‘The Beautiful Game,’ the History of Soccer

Susanne Ramírez de Arellano
 | November 21, 2022

Image courtesy of Nuestro Stories.

Soccer is known as “the beautiful game.” It is the world’s greatest sport because, first and foremost, it is gorgeous to watch. It is a passion for at least 265 million people worldwide

Like life, it is unpredictable and brings people together, no matter where they are from, in a collective fanhood. To watch it is to engage in a delicate dance and see victory snatched from the jaws of failure at the last minute.

The History of Soccer

The history of soccer can be traced back more than 2,000 to ancient China when people enjoyed a game of ball called “tsu chu.” The goal was to drive an animal-skin ball through holes in a net stretched between two poles. 

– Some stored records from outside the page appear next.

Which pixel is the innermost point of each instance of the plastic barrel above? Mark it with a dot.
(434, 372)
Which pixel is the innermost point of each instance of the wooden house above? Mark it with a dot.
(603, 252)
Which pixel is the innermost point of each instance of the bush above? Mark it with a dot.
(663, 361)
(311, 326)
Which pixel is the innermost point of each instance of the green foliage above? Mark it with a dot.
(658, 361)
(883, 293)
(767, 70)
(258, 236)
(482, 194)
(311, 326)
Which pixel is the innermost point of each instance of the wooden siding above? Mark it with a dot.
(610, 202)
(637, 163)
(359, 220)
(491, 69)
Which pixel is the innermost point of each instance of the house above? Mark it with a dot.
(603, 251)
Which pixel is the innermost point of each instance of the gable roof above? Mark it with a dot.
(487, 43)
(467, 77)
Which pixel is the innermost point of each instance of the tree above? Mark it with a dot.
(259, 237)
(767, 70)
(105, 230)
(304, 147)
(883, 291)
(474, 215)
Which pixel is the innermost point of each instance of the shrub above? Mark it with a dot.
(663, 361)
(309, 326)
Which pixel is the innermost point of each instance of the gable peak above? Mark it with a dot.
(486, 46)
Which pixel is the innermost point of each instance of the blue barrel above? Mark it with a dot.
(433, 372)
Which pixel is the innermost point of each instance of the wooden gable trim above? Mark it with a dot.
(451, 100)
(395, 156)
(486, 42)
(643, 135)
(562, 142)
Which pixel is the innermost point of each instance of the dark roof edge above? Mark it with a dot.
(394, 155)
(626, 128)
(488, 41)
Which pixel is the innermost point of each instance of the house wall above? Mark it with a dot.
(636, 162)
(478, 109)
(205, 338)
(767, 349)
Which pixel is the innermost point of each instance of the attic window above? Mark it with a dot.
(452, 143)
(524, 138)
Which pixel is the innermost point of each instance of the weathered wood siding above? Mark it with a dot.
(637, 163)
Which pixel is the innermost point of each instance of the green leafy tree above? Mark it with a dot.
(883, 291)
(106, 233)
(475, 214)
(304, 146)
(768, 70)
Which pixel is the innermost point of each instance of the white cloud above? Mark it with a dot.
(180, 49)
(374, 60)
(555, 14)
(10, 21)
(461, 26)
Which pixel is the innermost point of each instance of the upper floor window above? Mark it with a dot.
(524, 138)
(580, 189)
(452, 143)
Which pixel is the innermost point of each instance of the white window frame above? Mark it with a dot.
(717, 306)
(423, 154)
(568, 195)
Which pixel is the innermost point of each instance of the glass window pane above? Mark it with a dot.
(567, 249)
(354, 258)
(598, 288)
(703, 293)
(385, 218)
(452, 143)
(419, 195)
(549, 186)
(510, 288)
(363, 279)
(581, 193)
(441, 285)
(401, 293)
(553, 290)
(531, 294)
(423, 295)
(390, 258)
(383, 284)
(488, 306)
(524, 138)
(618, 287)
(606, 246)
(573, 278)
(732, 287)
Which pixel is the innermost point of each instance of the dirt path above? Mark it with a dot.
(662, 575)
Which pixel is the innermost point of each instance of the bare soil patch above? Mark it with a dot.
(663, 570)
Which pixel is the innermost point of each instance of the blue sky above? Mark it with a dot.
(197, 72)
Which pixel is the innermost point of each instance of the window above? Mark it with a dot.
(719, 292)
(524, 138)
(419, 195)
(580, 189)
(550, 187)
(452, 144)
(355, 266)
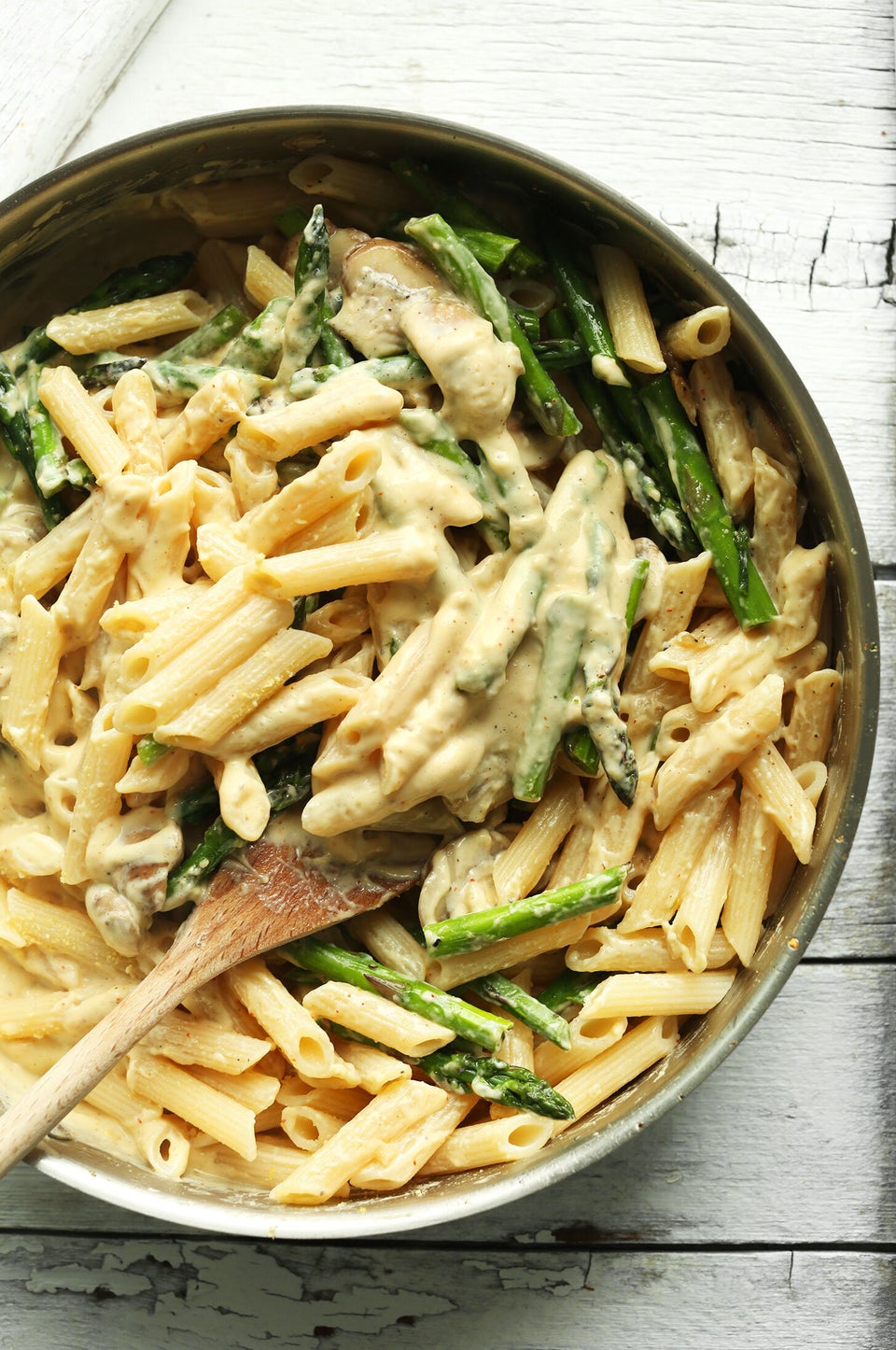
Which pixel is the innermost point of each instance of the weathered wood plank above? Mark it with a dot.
(791, 1140)
(82, 1292)
(777, 163)
(60, 63)
(861, 920)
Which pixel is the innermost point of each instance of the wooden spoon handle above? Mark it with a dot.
(77, 1072)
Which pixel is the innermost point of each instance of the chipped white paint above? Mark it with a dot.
(763, 131)
(204, 1293)
(60, 60)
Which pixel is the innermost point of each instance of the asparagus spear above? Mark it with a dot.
(260, 345)
(569, 987)
(605, 740)
(566, 624)
(702, 501)
(15, 429)
(150, 277)
(189, 878)
(51, 466)
(399, 372)
(105, 373)
(530, 1011)
(148, 750)
(433, 435)
(460, 211)
(305, 315)
(587, 316)
(477, 287)
(487, 246)
(636, 590)
(471, 932)
(496, 1081)
(657, 502)
(211, 335)
(559, 353)
(332, 347)
(360, 969)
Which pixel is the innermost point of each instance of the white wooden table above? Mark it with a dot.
(762, 1213)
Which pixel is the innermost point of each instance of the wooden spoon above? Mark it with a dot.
(269, 895)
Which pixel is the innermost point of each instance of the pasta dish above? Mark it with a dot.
(439, 541)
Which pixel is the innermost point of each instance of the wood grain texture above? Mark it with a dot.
(861, 919)
(60, 61)
(790, 1141)
(82, 1292)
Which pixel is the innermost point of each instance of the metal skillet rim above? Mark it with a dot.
(496, 1187)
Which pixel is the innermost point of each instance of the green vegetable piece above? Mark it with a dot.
(699, 494)
(471, 932)
(360, 969)
(496, 1081)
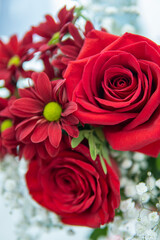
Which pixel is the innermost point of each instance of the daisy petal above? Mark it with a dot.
(55, 134)
(43, 86)
(40, 133)
(27, 105)
(69, 108)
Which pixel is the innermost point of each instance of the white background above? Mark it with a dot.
(17, 16)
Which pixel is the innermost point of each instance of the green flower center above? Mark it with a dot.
(54, 39)
(15, 60)
(6, 124)
(52, 111)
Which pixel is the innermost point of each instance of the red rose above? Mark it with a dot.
(75, 187)
(116, 82)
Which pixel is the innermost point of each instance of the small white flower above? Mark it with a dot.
(127, 205)
(141, 188)
(126, 164)
(150, 235)
(138, 157)
(150, 183)
(153, 217)
(10, 185)
(145, 197)
(158, 183)
(130, 190)
(123, 182)
(135, 168)
(140, 229)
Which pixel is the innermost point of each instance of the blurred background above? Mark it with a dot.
(17, 16)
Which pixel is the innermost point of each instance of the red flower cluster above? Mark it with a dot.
(118, 86)
(39, 122)
(12, 56)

Similar ball games have been documented in powerful civilizations of the time, namely Egypt, Rome, and ancient Greece. The game known worldwide as Soccer was set in stone in the 19th century in England. 

But what about the pre-Hispanic origins of soccer?

Evidence states that the Mayans, the Aztecs, and the Incas played games of ball which could be the origins of Soccer. 

According to Mary Miller, a professor of history of art at Yale University, the concept of team sport was invented in Mesoamericaa vast region from Mexico to Costa Rica. 

Civilizations flourished in the region way before Christopher Columbus claimed to have “discovered” them (have you ever wondered what we would call it if it had been the other way around?) 

Many people played sports involving a heavy ball made from a resin substance.

It has proven almost impossible to pinpoint where it came from, but what is clear is that the game was popular in Mesoamerican cultures such as the Teotihuacanos, Aztecs, and Mayas. It started about 3,000 years ago, and the names varied — ullamaliztli in Aztec and pok-ta-pok or pitz in Maya. The rules also changed. These included bumping the ball with parts of the body or using racquets or bats. 

It was a sport suitable for everyday playing, but it had another purpose, holding a sacred place in religion and war. 

For example, Aztec kings played it as a substitute for warfare — the game of ball would gain the winning party ruling rights or end diplomatic squabbles. In some cultures, like the Mayan or Veracruz, what one stood to lose was higher. The losers would be sacrificed. 

The history of soccer in pre-Hispanic Mesoamerica is so rich and interesting, and it illustrates how the game is part of our culture — no matter if it is also claimed by others. That may be why we play the beautiful game so well — because we have been playing almost since the beginning of time. It lives in us and is part of who we are and how we express ourselves. Just look at Maradona or Pele, and it is clear what this writer means.